There comes a time in every company’s journey when the realities of scale become impossible to ignore.
Suddenly, your business has gone from a single salesperson to a team of hundreds, each of whom has a different approach to selling — and not all of them right for your business. But to succeed, you’ll need your team to execute your go-to-market strategy in a single, unified motion. How can you unite many sellers under one approach?
Enter sales methodologies. Businesses rely on sales methodologies to help their reps consistently deliver at every stage of the sales cycle. If your business is growing fast, now is the time to explore investing in one. Here’s everything you’ll need to know to make the right choice:
- What is a sales methodology?
- Why do I need a sales methodology?
- What are the different types of sales methodologies?
- What are some popular sales methodologies?
- Which sales methodology is best?
- How do you choose a sales methodology?
- Best practices for selecting, implementing and optimizing a sales methodology
What Is a Sales Methodology?
A sales methodology is any documented approach that prescribes specific actions a salesperson should take when engaging with customers as they move through the different stages of the sales cycle. Businesses use sales methodologies to codify their selling techniques and empower sellers to consistently achieve quota.

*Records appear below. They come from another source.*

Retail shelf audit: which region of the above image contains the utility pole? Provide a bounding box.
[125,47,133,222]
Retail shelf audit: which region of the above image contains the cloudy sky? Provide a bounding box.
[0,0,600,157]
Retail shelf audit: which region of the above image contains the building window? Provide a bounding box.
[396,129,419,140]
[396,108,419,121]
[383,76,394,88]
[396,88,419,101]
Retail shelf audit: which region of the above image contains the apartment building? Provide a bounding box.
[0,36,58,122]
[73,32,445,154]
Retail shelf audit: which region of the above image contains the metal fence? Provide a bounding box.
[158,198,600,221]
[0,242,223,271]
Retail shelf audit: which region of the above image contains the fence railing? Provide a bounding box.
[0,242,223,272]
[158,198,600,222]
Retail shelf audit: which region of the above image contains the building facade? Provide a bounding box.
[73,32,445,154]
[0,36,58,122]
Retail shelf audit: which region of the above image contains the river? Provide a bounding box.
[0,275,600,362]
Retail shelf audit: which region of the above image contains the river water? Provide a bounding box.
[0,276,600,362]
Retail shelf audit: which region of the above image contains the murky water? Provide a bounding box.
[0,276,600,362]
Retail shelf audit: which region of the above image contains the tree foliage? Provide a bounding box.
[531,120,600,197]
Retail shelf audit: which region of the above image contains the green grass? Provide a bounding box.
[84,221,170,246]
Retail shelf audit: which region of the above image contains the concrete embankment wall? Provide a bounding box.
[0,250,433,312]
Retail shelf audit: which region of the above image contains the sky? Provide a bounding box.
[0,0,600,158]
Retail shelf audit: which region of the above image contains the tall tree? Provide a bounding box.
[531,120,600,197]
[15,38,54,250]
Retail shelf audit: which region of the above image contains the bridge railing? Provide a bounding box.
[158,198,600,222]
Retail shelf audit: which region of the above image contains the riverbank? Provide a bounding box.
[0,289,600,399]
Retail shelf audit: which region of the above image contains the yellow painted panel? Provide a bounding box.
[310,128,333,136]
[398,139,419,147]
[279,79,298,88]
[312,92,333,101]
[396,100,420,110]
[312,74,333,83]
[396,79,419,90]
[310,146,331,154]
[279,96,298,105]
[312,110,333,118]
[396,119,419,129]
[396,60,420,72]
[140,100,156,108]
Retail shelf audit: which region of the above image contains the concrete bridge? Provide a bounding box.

Many consulting companies and vendors have created and popularized specific sales methodologies, but a sales methodology can also be homegrown. In either case, your sales methodology should take the guesswork out of selling by creating a repeatable framework that can be easily adopted by your sales team and supported by other revenue functions. As Dan Swift, CEO at Empire Selling said, “A sales methodology ensures your go-to-market teams are all singing from the same hymn sheet.”
Why Do I Need a Sales Methodology?
While technically not required, you’ll find that most businesses have some sort of sales methodology in place. That’s because methodologies are highly effective at scaling your sales team and ensuring that every rep is prepared for every customer conversation.
As Dave Mattson, CEO and President of Sandler Training explained, “Businesses need our sales team to be on the same page. And not just the salespeople but those who support the process, such as consultants, sales engineers, and so on. Under one methodology, your team will know exactly what to do, how to do it, when to do it, and with whom.”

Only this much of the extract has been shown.